After being arraigned, where the defendant enters a plea of guilty or not guilty, the case is scheduled for a case review or trial, depending on the matter. If a defendant pleads guilty or is found guilty, the judge may sentence immediately, or may order a presentence report.

A presentence report is a detailed report prepared for the Judge, which includes such information as the individual's family background, employment history, educational background and criminal history. The Judge reviews the presentence report prepared by Court staff and uses the information, along with appropriate sentencing guidelines, to arrive at an appropriate penalty. These reports are ordered for all of the more serious offenses, especially where the possibility exists that the defendant may be incarcerated.

The Court receives matters scheduled for Preliminary Hearing from the Justice of the Peace Courts. These hearings are to determine if probable cause exists in felony cases. The prosecution must present evidence that there is probable cause to believe that the offense(s) were committed and the defendant committed the offense(s). If the Court finds that probable cause exists, the matter is bound over to Superior Court. If the Court does not find that probable cause exists, the matter is dismissed.

Overview Of a Civil Jurisdiction

Once a civil case has been filed and before a trial date is given in the matter, the Court schedules a pretrial conference. At the conference, the parties meet with a judicial officer in an attempt to narrow the issues, the witnesses to be called, the length of the trial, and to discuss the possibility of settlement.

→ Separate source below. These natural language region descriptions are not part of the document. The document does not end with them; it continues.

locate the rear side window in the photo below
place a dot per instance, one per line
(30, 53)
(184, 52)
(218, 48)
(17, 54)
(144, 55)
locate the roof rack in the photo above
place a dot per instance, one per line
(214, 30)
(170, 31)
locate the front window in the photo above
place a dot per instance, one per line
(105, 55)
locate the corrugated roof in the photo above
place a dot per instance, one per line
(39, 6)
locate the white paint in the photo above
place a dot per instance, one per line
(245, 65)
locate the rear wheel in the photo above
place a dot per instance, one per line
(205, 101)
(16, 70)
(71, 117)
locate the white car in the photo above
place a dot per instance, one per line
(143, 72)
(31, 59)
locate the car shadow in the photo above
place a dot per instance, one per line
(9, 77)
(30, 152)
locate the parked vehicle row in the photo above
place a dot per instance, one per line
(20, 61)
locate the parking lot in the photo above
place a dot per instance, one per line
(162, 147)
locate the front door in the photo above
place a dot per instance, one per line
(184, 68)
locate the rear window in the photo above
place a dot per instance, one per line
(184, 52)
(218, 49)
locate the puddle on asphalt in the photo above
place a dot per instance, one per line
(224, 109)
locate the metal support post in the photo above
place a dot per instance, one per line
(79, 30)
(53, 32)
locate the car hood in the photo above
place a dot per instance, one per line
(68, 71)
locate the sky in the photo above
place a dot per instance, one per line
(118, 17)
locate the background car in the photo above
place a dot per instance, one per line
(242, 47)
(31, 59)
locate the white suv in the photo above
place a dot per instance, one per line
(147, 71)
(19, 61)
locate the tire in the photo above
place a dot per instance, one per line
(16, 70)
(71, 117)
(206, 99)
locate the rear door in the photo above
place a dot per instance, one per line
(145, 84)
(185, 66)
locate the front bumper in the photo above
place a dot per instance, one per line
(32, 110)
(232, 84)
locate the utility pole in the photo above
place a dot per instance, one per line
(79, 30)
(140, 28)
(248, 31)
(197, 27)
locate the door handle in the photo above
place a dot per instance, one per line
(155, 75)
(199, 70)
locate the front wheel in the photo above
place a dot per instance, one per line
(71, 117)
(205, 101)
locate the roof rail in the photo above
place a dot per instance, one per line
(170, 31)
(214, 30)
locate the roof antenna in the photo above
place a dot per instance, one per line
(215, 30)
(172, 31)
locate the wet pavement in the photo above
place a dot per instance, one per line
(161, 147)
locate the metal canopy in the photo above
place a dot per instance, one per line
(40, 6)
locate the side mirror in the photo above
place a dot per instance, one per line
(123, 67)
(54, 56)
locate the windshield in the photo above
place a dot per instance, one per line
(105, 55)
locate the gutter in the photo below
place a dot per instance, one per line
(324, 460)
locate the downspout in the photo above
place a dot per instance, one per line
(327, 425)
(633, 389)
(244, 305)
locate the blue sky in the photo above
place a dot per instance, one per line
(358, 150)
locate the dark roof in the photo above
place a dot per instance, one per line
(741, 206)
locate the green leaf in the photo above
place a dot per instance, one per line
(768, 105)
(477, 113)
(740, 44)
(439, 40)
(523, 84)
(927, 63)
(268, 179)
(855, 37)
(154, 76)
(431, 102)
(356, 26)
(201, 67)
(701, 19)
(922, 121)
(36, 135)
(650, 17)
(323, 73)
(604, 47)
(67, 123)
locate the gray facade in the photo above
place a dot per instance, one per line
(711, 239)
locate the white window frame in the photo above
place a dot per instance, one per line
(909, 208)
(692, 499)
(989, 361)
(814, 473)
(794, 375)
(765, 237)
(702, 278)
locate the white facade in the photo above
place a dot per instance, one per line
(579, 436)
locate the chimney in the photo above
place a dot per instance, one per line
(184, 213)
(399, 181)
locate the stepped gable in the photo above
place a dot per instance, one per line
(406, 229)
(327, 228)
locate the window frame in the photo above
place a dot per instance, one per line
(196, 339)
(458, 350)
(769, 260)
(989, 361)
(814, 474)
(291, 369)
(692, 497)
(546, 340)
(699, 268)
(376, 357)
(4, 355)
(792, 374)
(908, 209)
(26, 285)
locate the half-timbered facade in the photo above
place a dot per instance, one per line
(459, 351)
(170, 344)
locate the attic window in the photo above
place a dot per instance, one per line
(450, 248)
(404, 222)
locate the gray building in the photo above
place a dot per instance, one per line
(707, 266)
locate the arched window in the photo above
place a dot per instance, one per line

On Change of Name Petitions, petitioners must be residents of the State of Delaware in the county in which the petition is filed. Before a hearing is scheduled, notice that one is requesting the Court to change a name must be given to the public. This is done by having the Petition for Name Change and Affidavit published in a newspaper of general circulation in the county in which the petitioner resides for three consecutive weeks. The Petitioner must also notice certain interested parties of the desired name change (i.e., mother or father of the child whose name is being changed.) At the hearing, the Court hears testimony as to why the petitioner and any other witnesses called by the petitioner desire the change of name and, thereafter, the Court hears testimony from other interested parties in favor or in opposition to the name change. The Court then renders its decision.

Under the Habitual Offenders Act, the Attorney General's Office may file a petition and request the Court to find a named person an habitual offender under Title 21 of the Delaware Motor Vehicle Code. An habitual offender under the motor vehicle code is a person who has accumulated convictions for certain separate and distinct motor vehicle offenses within a proscribed time period. If, after a hearing, the Court finds that the person is an habitual offender, the person is not permitted to operate or drive a motor vehicle within the state for a period of five years. Title 21 Del.C. § 2809(4) does provide the opportunity for an individual to petition the Court for early restoration of driving privileges after a full three years has elapsed since the order declaring the individual a habitual offender was signed. The Court considers the petition if all financial obligations have been satisfied, and the individual has had no motor vehicle violations during the three years of being declared a habitual offender.